Following the SARS outbreak in the early 2000s, changes were made to the national healthcare system, with Beijing mandating on one, currently highly relevant, initiative. “If there is a novel influenza virus, or coronavirus, [outbreak,] that has to be reported directly to the central government, with health officials receiving alerts on their cell phones,” Prof Sharma explained.

 

However, despite this, and notwithstanding the effectiveness of the eventual lockdown in Wuhan, three months elapsed between the first reports in Chinese media of a new coronavirus strain and the public acknowledgement by President Xi, on 23 February 2020, of the existence of COVID-19 on Chinese soil. That is when he identified the virus as the “largest-ever public health emergency” and “a big test” for the country.

 

Taiwan, characterised as an administrative-democratic region, has put up a remarkable performance during the pandemic, with only 10 reported COVID-related deaths up to April 2021, Prof Sharma noted.

 

Having learned important lessons from the SARS outbreak in 2002, the Taiwanese authorities reacted incredibly quickly to the first news of a novel coronavirus on the Mainland.

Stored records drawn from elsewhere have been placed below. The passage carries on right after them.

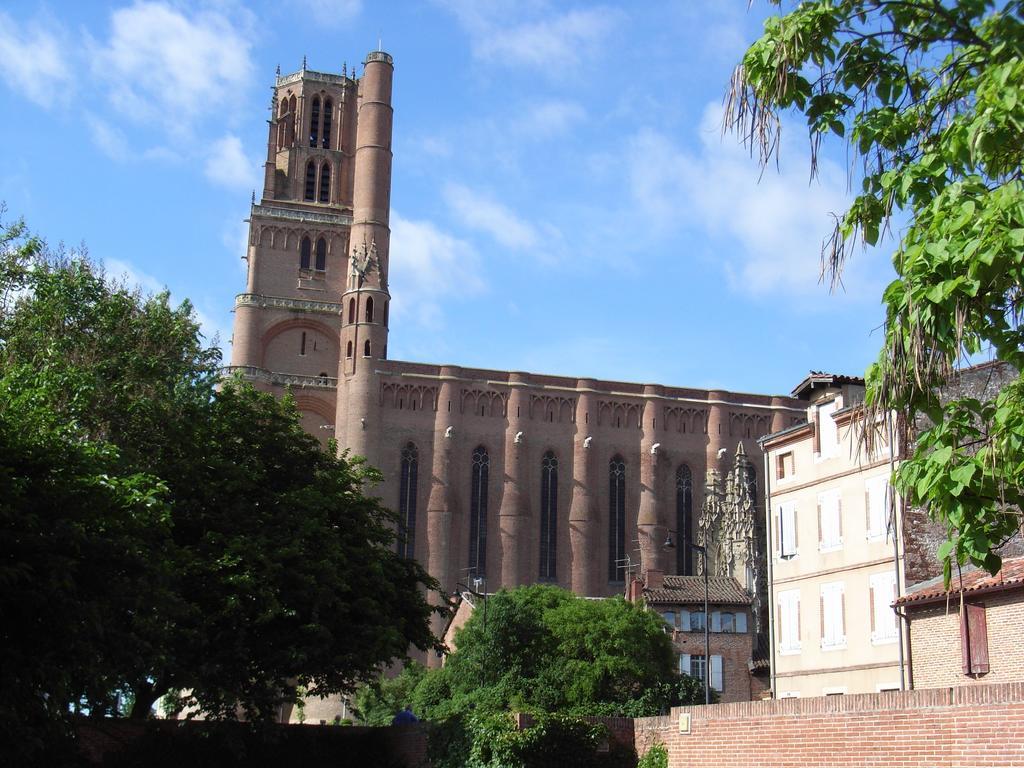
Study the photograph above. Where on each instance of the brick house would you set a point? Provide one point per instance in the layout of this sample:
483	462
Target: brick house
971	634
680	601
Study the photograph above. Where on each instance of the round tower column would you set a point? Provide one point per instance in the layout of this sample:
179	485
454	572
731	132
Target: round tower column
584	535
513	515
364	337
440	503
651	527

One key feature of the official response was the introduction of a very extensive health-tracking system.

 

Judgement of the response of the American liberal democratic-state to the pandemic has had to factor in the unique personality of former President Trump, Prof Sharma said.

 

The paradox within the US federal system is that power is simultaneously concentrated and dis-aggregated. However, although Trump took on extensive “wartime powers” during the crisis, he chose not to use them. “Without clear direction from the top, local-level (government) – at city- and state-level - began to go in its own directions.”

 

Despite the US spending around 17 per cent of its GDP on healthcare, this inaction, combined with the political polarisation between the Republican and Democratic parties, and widespread distrust of government, led to a lack of compliance with effective pandemic control measures, in many areas, with disastrous repercussions.

 

 

Will we emerge from the pandemic with a new world order?

 

When it comes to coping with the pandemic, the theory that democracies are bad at avoiding crises but good at recovering from them is widely accepted, Prof Sharma pointed out.

 

But what effect will the pandemic, and its aftermath, have on the already strained relations between the West and China? 

 

The Pew Research Center’s survey of Americans has seen a dramatic rise in “unfavorable” views of China since 2005, and another of their reports has seen a sharp worldwide increase in “unfavorable views’ regarding Beijing’s handling of the pandemic. And the departure of Trump is unlikely to herald a thawing in relations between the US and China, as US liberals have always seen autocracies as an existential threat. “It is the Biden administration that has said Beijing is a strategic rival,” Prof Sharma noted.

 

The re-invigoration of the “Quad”, the US military alliance with the strategically-placed democracies of India, Japan and Australia, and, in particular, the ending of American “strategic ambiguity” regarding Taiwan sovereignty, are highly likely to further ratchet up Sino-US tensions, Prof Sharma concluded.